If I have {X_1, X_2 ... X_n} i.i.d exponential random variable with parameter $\lambda=1$. And define $Y = \max\{X_1, X_2 ,... X_n\}$. I am interested in $\lim\limits_{n\to\infty}P(Y-\ln n \leq x) $

$$ f(x) = \lambda e^{-\lambda x} , \quad \lambda =1$$

$ f(x) = e^{-x} $, $ F(x) = 1-e^{-x} $.

It follows that, $g(y_n) = nf(y_n)F(y_n)^{n-1}, \quad y_n > 0$.
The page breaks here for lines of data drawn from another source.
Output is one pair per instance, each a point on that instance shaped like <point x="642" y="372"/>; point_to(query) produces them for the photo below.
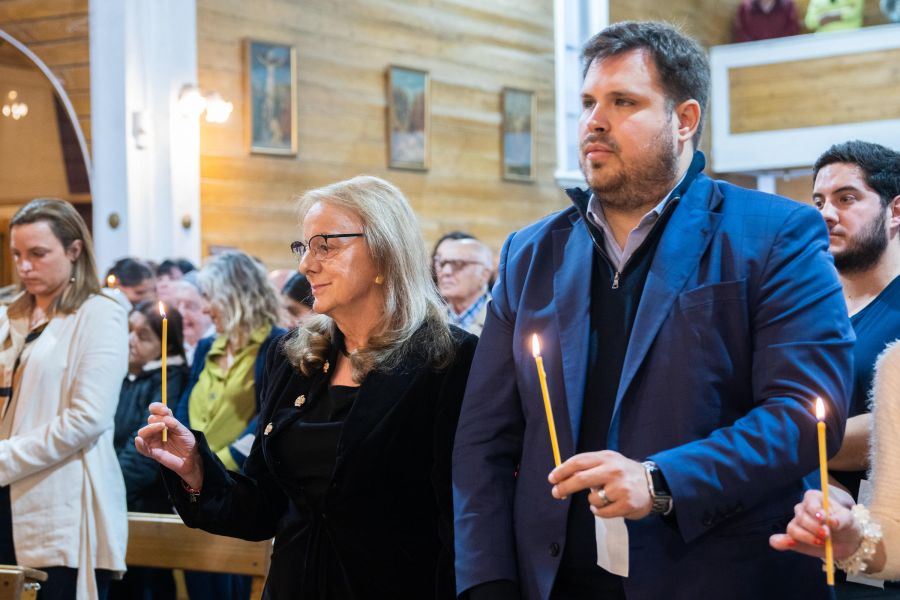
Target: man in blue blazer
<point x="687" y="326"/>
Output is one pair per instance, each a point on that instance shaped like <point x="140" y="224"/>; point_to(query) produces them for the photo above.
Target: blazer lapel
<point x="572" y="256"/>
<point x="682" y="244"/>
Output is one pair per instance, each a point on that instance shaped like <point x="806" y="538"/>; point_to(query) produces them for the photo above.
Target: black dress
<point x="354" y="484"/>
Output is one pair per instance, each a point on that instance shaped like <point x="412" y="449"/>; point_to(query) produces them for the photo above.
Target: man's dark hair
<point x="680" y="61"/>
<point x="185" y="265"/>
<point x="880" y="165"/>
<point x="167" y="267"/>
<point x="130" y="271"/>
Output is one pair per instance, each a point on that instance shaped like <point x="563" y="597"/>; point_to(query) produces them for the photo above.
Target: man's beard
<point x="640" y="183"/>
<point x="865" y="250"/>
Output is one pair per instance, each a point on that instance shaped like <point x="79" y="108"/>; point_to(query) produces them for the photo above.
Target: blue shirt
<point x="468" y="316"/>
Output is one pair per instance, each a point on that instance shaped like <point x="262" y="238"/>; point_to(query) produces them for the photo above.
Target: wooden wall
<point x="471" y="50"/>
<point x="814" y="92"/>
<point x="57" y="32"/>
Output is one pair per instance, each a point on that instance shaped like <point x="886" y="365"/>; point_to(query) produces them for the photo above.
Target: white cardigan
<point x="885" y="458"/>
<point x="66" y="487"/>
And, $ g(y) = n e^{-y} ( 1-e^{-y})^{n-1}, \quad y > 0$

Thus, $P(Y-\ln n \leq x) = P(Y \leq x +\ln n)$

Hence:

\begin{align*} P(Y-\ln n \leq x) &= P(Y \leq x +\ln n)\\ &= \int_0^{x+\ln n} n e^{-y} ( 1-e^{-y})^{n-1} dy\\ &= n\int_0^{x+\ln n} e^{-y} ( 1-e^{-y})^{n-1} dy\\ &= p^n \bigg\vert_0^{-\ln{(1-x-\ln n)}}\\ &= p^{-\ln{(1-x-\ln n)}} - 1 \end{align*}

\begin{align*} \lim\limits_{n\to \infty }p^{-\ln{(1-x-\ln n)}} - 1 &= \lim\limits_{n\to \infty } p^{-\ln{(1-x-\ln n)}} - 1 \\ &=\lim\limits_{n\to \infty} e^{-(1-Inn -x)\ln p} \\ &= \infty \end{align*}

Approach 2

$P(Y-\ln n \leq x) = P(Y-x \leq \ln n)$

Let $r=y-x$, $t=y$. Then it follows that: $x=t-r,\, y=t$. Then the Jacobaian, $\mid{J} \mid=1$

Since $X,Y$ are i.i.d, $$f(x,y) = e^{-x}e^{-y}(1-e^{-y})$$

It follows that: $$f(r,t) = e^{-(t-r)}e^{-t}(1-e^{-t})$$ Then $$f_r = \int_0^\infty e^{-(t-r)}e^{-t}(1-e^{-t}) dt = e^r\int_0^\infty e^{-2t}(1-e^{-t}) dt = \frac{1}{6}e^r $$

$$P(r\leq In n) = \frac{1}{6}\int_0^{\ln n} e^r dr = \frac{ n-1}{6} $$

Thus $$ \lim\limits_{n\to \infty} P(Y-\ln n \leq x) = \lim\limits_{n\to \infty}P(r \leq In n ) = \lim\limits_{n\to \infty} \frac{ n-1}{6} = \infty $$

Are both approaches equivalent. Which is better? Thank you in advance.

Solution 1:

Let $X_{(n)}$ be the $n$-th order statistic. We find its distribution: $$P(X_{(n)}\leq y)=P\bigg(\bigcap_{k\leq n}\{X_k\leq y\}\bigg)=(1-e^{-\lambda y})^n$$ So $$P(X_{(n)}\leq y+\ln(n))=(1-e^{-\lambda (y+\ln(n))})^n=\bigg(1-\frac{e^{-\lambda y}}{n^{\lambda}}\bigg)^n$$ If $\lambda = 1$ we have $P(X_{(n)}\leq y+\ln(n))\to e^{-e^{-y}}$